3/ Let's assume the threat actor has spoofed the BSSID of one of your APs, so basic whitelisting isn't going to work. Have they also spoofed the AP's capabilities information? I'd be surprised if they did, as capabilities tend to vary wildly from network to network.
4/ Here are just some of the individual capability parameters of an AP near my house. Unless the attacker matches all of these, and more, the presence of an evil twin AP should be blatantly obvious.
5/ But for the sake of argument, let's suppose the attacker actually does mimic one of your APs to this level of detail. Are they using the same operating channel as your AP? This is where we go from looking at brittle detections to behavior, in a way.
6/ If the attacker does not spoof the operating channel, you'll see a one-to-many relationship between a single BSSID broadcasting to multiple channels simultaneously. This isn't something that should normally occur, and is something you can monitor for.
7/ Here's the super interesting part though: suppose the attacker actually does spoof the operating channel of the target AP. If the attacker is close to the target AP, this will cause the attack to fail and make it super easy to spot that something shady is happening.
8/ Here's why - both the association and authentication processes involve a series of steps that must occur in a specific order. Both the rogue and legitimate APs expect this order to be adhered to.
9/ When the attacker uses the same BSSID and channel as the target AP, the client device will technically send traffic to BOTH the legitimate and rogue APs.
10/ This creates a race condition - both the legitimate and rogue APs will respond to traffic from the client device, but the client device isn't going to wait for both responses to continue with the authentication process.
11/ The result is that from the perspective of at least one AP (and possibility the client), it will appear as if association and authentication steps are being skipped or repeated. This causes one or more parties to throw an error, and for the entire process to fail.
12/ And guess what - you can monitor for this! 
Of course, the attacker can work around this problem by moving further away from the legitimate AP. However, this is also a dead giveaway from a defender's perspective.

Of course, the attacker can work around this problem by moving further away from the legitimate AP. However, this is also a dead giveaway from a defender's perspective.
13/ APs don't just grow a pair of legs, get up, and walk to the other side of a corporate branch office on their own. If you keep track of the signal strength of your APs from strategic locations throughout your physical environment, it should stay within a certain threshold.

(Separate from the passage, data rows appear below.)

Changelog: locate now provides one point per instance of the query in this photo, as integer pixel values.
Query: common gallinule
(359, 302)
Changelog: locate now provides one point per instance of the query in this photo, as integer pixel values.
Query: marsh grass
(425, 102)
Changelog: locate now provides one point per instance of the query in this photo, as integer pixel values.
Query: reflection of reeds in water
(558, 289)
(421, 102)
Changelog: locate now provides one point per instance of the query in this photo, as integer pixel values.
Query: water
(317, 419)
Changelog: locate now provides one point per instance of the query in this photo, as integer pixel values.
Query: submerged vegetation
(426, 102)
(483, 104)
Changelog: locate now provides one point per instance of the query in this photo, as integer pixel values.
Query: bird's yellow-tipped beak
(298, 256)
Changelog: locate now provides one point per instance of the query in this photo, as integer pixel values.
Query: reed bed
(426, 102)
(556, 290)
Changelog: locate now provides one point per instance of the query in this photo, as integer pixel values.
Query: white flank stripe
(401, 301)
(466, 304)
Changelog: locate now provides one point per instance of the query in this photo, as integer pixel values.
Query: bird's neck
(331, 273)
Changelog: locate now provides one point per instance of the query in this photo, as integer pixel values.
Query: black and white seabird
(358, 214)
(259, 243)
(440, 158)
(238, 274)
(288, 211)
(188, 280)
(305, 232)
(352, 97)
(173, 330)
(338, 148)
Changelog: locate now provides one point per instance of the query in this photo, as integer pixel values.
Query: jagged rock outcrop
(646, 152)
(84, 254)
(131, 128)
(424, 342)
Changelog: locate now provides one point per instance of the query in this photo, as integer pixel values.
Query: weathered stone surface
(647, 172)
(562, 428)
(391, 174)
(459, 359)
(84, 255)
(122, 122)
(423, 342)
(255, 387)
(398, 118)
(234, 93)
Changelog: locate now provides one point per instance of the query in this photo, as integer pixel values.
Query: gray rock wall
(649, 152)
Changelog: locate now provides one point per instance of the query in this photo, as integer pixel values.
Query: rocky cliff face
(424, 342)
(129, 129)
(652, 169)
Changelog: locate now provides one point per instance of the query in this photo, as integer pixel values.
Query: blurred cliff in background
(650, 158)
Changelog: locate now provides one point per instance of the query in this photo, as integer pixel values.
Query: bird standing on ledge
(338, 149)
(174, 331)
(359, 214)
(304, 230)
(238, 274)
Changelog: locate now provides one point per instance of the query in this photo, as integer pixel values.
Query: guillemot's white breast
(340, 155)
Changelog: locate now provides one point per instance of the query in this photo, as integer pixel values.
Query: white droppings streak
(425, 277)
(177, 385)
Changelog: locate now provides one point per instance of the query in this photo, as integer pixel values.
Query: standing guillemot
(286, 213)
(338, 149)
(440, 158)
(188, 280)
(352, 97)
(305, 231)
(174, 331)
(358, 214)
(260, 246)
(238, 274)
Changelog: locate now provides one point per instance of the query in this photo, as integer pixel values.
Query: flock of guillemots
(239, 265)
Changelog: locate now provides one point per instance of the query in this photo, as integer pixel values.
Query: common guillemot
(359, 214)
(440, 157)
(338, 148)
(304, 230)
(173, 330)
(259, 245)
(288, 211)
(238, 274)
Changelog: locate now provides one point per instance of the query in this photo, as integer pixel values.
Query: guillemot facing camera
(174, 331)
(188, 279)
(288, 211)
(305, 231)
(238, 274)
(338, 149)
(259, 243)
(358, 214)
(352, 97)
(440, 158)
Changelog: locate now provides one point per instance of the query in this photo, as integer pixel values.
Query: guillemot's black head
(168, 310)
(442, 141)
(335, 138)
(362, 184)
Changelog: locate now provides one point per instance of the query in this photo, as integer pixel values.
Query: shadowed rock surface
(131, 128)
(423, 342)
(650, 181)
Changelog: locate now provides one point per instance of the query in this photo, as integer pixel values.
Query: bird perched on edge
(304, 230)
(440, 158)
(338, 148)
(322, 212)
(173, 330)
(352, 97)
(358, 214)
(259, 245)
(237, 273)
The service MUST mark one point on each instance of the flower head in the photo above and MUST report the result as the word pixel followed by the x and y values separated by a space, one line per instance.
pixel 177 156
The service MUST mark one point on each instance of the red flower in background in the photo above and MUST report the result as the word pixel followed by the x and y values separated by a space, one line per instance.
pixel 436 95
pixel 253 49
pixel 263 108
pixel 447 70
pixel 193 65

14/ If one or more sensors detects that this threshold has been exceeded, you know that someone is running #eaphammer. That pretty much covers it, except for one weak point.
15/ None of this will work if the attack takes place away from your network hardware (ex. corporate laptop in coffee shop). However, you can monitor for off-premises attacks from an endpoint perspective.
16/fin If the host sees one of its APs appear without any of its usual neighboring APs, that's an indicator. The inverse is also an indicator.